Amelia Earhart Mystery May Be Solved Next Year
Amelia Earhart, the first woman to fly solo across the Atlantic Ocean, is seen in this undated photo. (AP Photo)
Amelia Earhart, the first woman to fly solo across the Atlantic Ocean, is seen in this undated photo. (AP Photo)

Fear not, Amelia Earhart fans: The search for America's long-lost female pilot will resume again in 2014, and the expedition may finally prove whether or not Earhart crash landed on an island in the South Pacific and died a castaway.

The investigation will be led by The International Group for Historic Aircraft Recovery (TIGHAR), an organization that has spent many years and millions of dollars attempting to solve the mystery of Earhart's disappearance during a flight 76 years ago.

According to TIGHAR's website, the group plans to organize a 30-day expedition in September to Gardner Island, now Nikumaroro Island, in the Republic of Kiribati. The group will be borrowing a University of Hawai‘i oceanographic research ship, from which it will be able to deploy two submersibles, Pisces IV and Pisces V, each carrying a pilot and two TIGHAR observers.

The submersibles will be used to get a "detailed 'eyeball' and photographic examination of the entire mile-long underwater search area," according to TIGHAR. Meanwhile an onshore team will be performing a "detailed survey of the beachfront and forest area in search of evidence of an initial Earhart/Noonan campsite."
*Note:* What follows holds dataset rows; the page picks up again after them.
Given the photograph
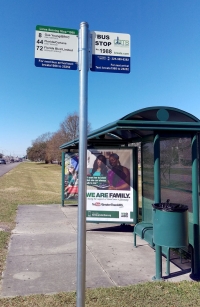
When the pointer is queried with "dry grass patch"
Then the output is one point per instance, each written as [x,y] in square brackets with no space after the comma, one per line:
[28,183]
[33,183]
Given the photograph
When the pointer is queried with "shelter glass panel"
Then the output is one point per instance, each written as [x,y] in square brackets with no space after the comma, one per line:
[176,170]
[147,151]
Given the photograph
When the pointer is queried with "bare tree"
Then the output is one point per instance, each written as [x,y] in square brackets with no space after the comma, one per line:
[70,127]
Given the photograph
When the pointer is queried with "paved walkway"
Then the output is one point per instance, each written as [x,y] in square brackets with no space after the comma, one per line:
[42,254]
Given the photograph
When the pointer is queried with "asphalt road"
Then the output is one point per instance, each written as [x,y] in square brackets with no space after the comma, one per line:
[5,168]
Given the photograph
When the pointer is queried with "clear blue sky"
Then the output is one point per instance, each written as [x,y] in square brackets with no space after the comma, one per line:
[165,64]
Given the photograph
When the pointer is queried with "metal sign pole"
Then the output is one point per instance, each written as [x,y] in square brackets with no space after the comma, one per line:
[81,235]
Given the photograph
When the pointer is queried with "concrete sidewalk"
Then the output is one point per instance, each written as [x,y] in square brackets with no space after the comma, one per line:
[42,254]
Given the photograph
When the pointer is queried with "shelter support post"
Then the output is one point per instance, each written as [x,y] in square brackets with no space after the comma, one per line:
[195,202]
[83,111]
[157,199]
[135,185]
[63,179]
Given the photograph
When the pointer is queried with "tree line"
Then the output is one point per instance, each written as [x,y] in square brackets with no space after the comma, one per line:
[46,146]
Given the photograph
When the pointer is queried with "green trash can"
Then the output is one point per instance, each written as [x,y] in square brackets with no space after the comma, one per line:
[170,224]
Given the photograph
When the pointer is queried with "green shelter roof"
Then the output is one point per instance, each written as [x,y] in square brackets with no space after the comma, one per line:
[140,125]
The team will be building off previous expeditions in order to decide where to search. One of the most important underwater clues to date may be a 22-foot long object picked up TIGHAR-funded sonar imaging just west of Nikumaroro Island. The object bears a resemblance to the fuselage of Earhart's Lockheed Electra.
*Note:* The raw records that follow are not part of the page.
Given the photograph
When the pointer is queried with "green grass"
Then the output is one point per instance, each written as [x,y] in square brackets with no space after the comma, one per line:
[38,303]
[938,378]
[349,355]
“We have reason to believe it might be something of interest,” Gillespie told Discovery News.

TIGHAR also uncovered rare aerial photographs, one taken a few months after the crash and more taken in 1938, which appear to show traces of the aviator and her plane, Discovery notes.

Researchers have also found intriguing evidence on the island, including remnants of a glass jar they suggest once held 1930s freckle-bleaching cream.

“We found mercury in the interior of the jar, not the exterior, and no mercury on nearby glass. Jars in this style were sold as cosmetic creams for the face,” Joe Cerniglia, a co-author of a TIGHAR study confirming the freckle ointment, told Discovery News.

The 39-year-old Earhart disappeared without a trace on July 2, 1937, while attempting to become the first woman to fly around the world. Earhart and her navigator, Fred Noonan, lost radio contact during what many considered the most treacherous leg of their trip, from Lae, New Guinea, to Howland Island in the Pacific, Time notes.

Other possible theories for the heroine's demise include an unsurvivable crash into the Pacific, as well as capture and subsequent execution by the Japanese, PBS notes.